I was worried that the others might think that Shepherd and I had run away from the battle, but there was nothing I could do about that. We sat side by side beneath that oak in the failing light and listened to the sounds of our army's reassembly. It was cold—the last day of November—and as the night grew quieter, Shepherd reached for my hand and gripped it, clenching it so tightly that I thought for certain he was dying.

But he wasn't; instead, he just sat there gripping it, even as he slept. I had no matches for a fire, and no blanket with which to keep myself warm, but I did not move and tried instead to remember how warm and pleasant the day had been only hours earlier. I had almost fallen asleep in my saddle, lulled by the mild heat and the steady rocking of my horse.

We awoke later in the evening to renewed shouts, and the cries and screams of men, women, children, and horses, and dogs barking, and guns firing again. I saw by the moon that we had not slept more than an hour, but it felt that a great deal of time had passed, time not measured in minutes and hours but weighed in tons, or scaled in rods and cubits.

“Looting,” Shepherd said quietly, almost wisely—as if he were the veteran of many such campaigns. His hand still gripped mine as if in lockjaw death, then released slightly.

After a while we saw reflections of firelight through the trees—how I longed to edge closer and stand beside those warming fires!—as one building after another was torched. I felt certain that these buildings, and the people that lived in them, were not the enemy: that they Were merely fodder for the path of Fisher and Green, the path of history, the path of glory. And it was not I who had lit any of the torches: not a single one. What would it have hurt for me to go and warm myself beside, and benefit from, even one of them? But I could not, and so we remained back in the shadows, beyond the throw of firelight, quiet and invisible: history dust, ourselves. We heard the whoops and revelry of our own men, and their galloping horses. All through the night, people fled through the thicket, running past our spot without noticing us. Around midnight, the shouts from our men began to sound more drunken; and not much after that, musical instruments began to play—horns and fifes and guitars—a mock-joyful symphony issuing from the burning town.

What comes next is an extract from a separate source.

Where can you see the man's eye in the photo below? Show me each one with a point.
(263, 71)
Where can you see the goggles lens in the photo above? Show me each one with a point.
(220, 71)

A fiddle was found, though no true fiddler, for the sounds that emanated from those tortured strings were dirgelike and anguished; and from elsewhere in the village there came random and occasional drumming—stones against overturned empty barrels, wooden clubs against the sides of buildings, musket butts against doorways—and more laughter and revelry, more cries of fright.

 

If we slept again at all, we might have done so for a few moments just before the cold dawn. Then, only because we had no more water, and because James Shepherd felt that he would die of thirst without some, he allowed me to leave the grasp of his hand and venture into the village to get water and to take stock of what had happened.

“If they capture you,” he said, “don't leave me here. Make them come get me.”

His arm was hurting terribly, all soft-tissue tear, without a bone broken—and I told him not to be ridiculous, that I couldn't be captured because they were on my side and I was on theirs. But he just looked at me, understanding what I didn't. I have no idea how two boys growing up in the same small town could know such disparate things and, in the end, turn out so differently.

Corrals and barns stood empty, their gates and doors de molished. Low fires smoldered and crackled almost everywhere I looked. A mist was beginning to fall, mingling smoke with the morning's fog, and I smelled not only the charred odor of wood but other things not meant to burn—a scent of trash, like spoiled fruit, and burning metal, and wet cloth.